Summary and Analysis
Goodsell is at his strongest in describing the prejudice against American bureaucracy. Advertising and the American paradigm have predisposed Americans to believe that private industry is efficient, effective and based on the sound principles of market economy, those same Americans view bureaucracy with a jaundiced eye, full of inefficient, uncaring empire builders, living off the sweat of people who really work for a living. While bureaucracy steps into the batter’s box with two strikes against it, private industry enters the game on third base, credited with a triple.

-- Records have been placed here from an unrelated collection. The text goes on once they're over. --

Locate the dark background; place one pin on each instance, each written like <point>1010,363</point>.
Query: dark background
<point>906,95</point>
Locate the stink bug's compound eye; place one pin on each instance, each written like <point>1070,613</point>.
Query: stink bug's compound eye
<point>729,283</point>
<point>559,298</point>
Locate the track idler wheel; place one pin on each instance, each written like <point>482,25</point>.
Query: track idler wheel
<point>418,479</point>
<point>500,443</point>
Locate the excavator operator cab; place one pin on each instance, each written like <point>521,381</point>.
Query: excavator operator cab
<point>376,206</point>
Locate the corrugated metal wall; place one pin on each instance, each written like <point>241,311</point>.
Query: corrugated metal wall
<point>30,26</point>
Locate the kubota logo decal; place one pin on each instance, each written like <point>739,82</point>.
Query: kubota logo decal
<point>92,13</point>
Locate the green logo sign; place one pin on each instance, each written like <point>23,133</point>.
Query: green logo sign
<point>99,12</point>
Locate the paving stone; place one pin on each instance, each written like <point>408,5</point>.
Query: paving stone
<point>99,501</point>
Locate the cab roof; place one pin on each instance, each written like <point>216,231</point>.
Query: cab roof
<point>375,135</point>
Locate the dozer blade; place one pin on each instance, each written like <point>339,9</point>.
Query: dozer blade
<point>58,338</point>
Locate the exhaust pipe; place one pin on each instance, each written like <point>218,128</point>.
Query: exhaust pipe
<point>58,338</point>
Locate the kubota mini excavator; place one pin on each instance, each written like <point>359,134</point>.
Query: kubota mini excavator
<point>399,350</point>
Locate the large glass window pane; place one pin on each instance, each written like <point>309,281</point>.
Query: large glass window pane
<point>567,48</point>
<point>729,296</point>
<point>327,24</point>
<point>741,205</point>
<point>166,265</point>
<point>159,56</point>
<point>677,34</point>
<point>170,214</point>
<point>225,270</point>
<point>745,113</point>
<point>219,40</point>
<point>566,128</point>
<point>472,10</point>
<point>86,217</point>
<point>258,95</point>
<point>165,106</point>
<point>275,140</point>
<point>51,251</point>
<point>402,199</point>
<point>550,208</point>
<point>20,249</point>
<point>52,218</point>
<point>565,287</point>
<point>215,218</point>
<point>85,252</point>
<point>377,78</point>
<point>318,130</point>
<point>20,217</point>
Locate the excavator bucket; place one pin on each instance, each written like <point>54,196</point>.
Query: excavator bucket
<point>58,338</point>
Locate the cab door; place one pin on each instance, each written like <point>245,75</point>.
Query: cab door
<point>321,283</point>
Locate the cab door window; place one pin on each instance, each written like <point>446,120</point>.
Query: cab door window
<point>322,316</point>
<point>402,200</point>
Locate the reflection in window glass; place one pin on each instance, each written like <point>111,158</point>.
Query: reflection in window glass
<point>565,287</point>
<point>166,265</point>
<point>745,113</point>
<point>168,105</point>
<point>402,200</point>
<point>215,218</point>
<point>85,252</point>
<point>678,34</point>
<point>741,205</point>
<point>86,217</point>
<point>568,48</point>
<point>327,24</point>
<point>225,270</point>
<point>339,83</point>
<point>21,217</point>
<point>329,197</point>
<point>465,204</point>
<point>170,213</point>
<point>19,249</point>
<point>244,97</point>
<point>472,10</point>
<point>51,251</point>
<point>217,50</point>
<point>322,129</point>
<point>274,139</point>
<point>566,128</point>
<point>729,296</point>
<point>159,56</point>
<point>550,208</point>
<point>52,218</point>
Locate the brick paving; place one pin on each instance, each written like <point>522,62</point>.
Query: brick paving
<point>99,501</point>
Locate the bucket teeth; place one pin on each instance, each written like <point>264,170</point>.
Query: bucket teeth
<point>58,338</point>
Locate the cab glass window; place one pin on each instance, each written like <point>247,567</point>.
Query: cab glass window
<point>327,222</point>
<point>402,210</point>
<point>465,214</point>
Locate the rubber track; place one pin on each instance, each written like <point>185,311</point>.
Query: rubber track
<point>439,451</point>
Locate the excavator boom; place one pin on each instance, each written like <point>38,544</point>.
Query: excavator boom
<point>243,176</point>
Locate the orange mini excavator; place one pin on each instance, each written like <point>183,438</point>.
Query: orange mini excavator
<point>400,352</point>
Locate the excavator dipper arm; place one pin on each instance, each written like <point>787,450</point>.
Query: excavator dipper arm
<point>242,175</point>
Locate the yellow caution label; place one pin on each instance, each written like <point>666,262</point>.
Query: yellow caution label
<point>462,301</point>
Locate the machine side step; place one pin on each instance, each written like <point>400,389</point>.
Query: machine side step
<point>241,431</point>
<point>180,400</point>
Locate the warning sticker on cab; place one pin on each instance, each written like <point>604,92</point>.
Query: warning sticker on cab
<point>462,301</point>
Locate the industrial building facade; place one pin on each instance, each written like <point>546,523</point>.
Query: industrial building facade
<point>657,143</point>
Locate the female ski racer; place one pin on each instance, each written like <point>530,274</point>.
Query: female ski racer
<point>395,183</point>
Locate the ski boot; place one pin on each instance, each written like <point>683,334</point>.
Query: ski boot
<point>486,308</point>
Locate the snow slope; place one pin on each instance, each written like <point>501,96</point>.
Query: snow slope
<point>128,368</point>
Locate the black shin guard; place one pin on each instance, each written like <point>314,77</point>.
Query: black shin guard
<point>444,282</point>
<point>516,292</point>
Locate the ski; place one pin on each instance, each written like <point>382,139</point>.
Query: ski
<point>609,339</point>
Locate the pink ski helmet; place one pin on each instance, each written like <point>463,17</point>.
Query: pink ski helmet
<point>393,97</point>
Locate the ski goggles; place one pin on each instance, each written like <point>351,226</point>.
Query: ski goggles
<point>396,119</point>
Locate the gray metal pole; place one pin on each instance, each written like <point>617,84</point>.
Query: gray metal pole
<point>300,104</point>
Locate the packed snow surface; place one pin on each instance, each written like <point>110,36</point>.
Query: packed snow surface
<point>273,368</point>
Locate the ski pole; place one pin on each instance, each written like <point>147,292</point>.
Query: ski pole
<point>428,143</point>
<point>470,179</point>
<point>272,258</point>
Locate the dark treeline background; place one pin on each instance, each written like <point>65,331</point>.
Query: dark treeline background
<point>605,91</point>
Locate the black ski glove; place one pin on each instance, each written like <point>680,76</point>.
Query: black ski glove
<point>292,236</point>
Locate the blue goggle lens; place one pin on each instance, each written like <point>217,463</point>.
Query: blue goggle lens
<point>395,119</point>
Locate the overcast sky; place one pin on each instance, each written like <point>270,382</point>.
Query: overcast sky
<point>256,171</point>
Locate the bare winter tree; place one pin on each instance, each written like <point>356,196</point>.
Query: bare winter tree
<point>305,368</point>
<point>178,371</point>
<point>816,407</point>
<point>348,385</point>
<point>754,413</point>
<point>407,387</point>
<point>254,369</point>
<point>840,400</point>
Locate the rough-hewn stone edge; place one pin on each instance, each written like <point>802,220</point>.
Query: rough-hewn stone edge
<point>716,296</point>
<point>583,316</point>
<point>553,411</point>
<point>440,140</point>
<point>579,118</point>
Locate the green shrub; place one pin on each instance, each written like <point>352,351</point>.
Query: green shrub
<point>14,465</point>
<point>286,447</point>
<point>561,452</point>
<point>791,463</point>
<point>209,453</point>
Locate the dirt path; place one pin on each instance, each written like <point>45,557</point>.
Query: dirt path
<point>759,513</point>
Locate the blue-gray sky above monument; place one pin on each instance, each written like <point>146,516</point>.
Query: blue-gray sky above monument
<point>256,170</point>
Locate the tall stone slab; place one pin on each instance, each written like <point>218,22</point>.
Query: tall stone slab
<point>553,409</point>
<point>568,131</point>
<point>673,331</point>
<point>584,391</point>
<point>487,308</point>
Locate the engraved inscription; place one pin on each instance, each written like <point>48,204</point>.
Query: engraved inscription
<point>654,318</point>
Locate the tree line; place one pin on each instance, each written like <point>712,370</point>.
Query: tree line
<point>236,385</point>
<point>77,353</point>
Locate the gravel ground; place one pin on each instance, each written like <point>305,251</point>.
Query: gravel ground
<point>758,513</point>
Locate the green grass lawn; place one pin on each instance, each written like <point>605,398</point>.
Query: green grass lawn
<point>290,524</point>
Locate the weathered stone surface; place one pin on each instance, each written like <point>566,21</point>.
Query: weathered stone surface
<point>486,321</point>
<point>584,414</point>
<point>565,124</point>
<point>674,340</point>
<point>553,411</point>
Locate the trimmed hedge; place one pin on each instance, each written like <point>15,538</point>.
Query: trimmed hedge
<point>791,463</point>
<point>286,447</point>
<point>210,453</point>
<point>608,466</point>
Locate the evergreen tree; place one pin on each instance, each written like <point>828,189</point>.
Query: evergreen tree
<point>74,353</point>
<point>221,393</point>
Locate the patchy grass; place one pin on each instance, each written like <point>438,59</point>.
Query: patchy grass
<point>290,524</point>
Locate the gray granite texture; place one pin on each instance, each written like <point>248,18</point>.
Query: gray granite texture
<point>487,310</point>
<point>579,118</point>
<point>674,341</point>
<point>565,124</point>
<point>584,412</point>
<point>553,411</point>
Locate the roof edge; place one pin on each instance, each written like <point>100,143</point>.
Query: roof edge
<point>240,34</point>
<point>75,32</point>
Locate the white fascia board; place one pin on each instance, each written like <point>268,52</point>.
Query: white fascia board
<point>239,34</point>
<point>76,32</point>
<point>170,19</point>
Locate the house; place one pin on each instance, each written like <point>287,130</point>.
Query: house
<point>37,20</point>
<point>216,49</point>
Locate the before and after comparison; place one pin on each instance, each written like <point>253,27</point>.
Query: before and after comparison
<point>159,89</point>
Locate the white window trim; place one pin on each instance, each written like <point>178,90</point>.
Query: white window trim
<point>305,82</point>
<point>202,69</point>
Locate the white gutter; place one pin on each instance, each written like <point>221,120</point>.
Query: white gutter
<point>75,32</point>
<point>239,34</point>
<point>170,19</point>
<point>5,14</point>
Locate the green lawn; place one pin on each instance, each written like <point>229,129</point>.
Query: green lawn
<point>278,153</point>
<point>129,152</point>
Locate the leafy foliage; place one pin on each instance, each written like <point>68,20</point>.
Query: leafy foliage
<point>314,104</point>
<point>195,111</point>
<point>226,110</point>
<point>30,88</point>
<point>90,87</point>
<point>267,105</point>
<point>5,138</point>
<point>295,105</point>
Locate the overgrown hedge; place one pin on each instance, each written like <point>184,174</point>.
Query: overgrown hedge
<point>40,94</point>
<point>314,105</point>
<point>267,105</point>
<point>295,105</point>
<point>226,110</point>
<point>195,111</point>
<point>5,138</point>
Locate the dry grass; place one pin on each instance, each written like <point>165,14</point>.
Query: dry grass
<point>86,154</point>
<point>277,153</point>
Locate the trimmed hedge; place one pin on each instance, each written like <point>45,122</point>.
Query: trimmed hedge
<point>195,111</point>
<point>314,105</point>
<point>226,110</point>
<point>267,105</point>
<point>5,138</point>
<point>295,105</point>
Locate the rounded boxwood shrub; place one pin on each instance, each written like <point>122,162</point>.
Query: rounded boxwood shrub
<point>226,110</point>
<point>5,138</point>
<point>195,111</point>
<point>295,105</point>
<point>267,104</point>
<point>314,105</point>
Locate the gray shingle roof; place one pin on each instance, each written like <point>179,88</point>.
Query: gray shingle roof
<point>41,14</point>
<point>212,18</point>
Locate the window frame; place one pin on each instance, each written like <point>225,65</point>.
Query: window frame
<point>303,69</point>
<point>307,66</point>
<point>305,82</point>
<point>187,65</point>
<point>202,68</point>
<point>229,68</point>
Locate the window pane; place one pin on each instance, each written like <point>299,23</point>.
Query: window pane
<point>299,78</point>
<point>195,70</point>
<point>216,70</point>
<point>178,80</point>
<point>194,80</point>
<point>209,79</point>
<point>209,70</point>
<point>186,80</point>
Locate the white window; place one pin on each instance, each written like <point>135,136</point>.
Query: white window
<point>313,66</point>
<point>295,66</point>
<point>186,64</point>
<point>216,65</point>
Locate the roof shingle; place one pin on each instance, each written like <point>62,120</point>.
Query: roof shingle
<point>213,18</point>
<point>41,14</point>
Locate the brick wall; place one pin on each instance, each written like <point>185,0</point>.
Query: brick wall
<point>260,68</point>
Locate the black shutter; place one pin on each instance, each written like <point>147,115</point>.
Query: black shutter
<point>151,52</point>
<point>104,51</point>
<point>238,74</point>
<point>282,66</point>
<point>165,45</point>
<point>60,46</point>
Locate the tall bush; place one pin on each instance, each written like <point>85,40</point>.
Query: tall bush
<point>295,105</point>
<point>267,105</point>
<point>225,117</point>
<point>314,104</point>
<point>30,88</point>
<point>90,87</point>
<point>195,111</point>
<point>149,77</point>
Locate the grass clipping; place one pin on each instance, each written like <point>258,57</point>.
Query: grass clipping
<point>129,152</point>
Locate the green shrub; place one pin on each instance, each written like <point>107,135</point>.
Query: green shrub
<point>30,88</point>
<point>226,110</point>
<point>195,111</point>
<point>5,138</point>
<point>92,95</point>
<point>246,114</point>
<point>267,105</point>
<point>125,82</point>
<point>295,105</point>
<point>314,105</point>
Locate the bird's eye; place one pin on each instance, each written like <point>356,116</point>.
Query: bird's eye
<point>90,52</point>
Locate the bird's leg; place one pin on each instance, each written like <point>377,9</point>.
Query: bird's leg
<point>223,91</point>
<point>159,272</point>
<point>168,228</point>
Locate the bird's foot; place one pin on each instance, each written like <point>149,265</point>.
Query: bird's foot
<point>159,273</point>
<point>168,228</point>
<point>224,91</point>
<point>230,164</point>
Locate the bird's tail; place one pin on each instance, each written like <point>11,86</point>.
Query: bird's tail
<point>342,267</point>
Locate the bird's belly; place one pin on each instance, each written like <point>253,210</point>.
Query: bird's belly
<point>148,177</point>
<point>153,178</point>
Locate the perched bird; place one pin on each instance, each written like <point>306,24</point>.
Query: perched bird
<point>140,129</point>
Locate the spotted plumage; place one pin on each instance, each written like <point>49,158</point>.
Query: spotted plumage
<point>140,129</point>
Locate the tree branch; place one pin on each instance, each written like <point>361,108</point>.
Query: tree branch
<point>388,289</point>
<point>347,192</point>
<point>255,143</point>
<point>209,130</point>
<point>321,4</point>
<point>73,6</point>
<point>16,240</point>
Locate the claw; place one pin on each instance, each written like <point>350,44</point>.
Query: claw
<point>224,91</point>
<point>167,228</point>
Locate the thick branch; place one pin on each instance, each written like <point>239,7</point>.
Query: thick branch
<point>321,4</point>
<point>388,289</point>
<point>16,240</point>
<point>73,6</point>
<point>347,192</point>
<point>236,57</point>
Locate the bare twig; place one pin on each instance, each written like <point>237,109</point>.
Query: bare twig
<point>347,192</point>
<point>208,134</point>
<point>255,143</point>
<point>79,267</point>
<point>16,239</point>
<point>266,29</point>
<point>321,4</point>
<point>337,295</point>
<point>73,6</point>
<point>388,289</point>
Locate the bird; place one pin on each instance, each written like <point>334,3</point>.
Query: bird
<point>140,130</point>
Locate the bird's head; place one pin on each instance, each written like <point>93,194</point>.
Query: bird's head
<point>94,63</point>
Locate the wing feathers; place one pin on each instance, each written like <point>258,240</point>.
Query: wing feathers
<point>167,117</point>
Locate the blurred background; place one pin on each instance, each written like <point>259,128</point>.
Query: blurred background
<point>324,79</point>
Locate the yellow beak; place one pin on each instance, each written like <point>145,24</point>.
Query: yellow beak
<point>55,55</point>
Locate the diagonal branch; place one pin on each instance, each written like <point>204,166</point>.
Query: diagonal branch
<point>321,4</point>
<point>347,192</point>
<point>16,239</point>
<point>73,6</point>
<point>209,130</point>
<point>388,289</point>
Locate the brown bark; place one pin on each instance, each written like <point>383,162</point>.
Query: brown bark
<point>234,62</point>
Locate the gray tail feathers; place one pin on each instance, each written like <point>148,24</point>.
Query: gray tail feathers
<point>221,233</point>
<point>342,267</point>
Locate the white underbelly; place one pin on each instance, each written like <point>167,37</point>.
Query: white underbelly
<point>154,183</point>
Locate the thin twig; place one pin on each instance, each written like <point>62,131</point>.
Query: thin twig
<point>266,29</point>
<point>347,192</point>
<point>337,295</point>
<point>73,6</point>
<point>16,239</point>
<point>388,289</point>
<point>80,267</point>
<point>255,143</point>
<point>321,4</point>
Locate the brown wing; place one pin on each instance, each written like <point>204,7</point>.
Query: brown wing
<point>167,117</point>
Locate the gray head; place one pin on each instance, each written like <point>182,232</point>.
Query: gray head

By labeling his book as a polemic, and then attempting to provide balanced analysis of statistical information, Goodsell either weakens what should be a strong case, or he calls into question what should be considered a balanced analysis. If he wants to present a polemic, then he should pick and choose from available statistical arguments only the strongest and most compelling, leaving to his critics the task of providing the opposite views.
In my life experience, I have seen dedicated public servants providing service at levels far above what they could bring themselves to provide to a corporate employee. I have seen morbid inefficiencies and misguided policies brought to life by petty, self-interested bureaucrats in private industry. I have seen great and egregious behavior in both the public and private sectors.
Goodsell’s book provides one of the few articulate defenses of the merit of the public sector. As such, I appreciate it for what it does, At the same time, I am frustrated because it does not go far enough. It does not address the fundamentally different mindset of people who choose to join a public service “mission” from those who seek to climb the corporate ladder. It does not address the fact that some people choose to eschew financial gain to work for the public good. At the same time, it does not really address the truth that some people wind up in public service because of the lower turnover.
If Mr. Goodsell were to seek my input for a fourth edition, I would encourage him to go deeper. I would encourage him to address the fact that bureaucracy exists in both the public and the private spheres, and to expose more fully the fact that all the criticisms made of public entities may be made of any Fortune 500 company. I would encourage him to include more profiles of great public service, and to address the difference in mindset between those who work for the public and those who work for their paychecks, as well as all the gray areas in between. I would thank him for providing a counterweight to the barrage of negativity America directs toward its public servants, and I would urge him to make his work stronger and more compelling.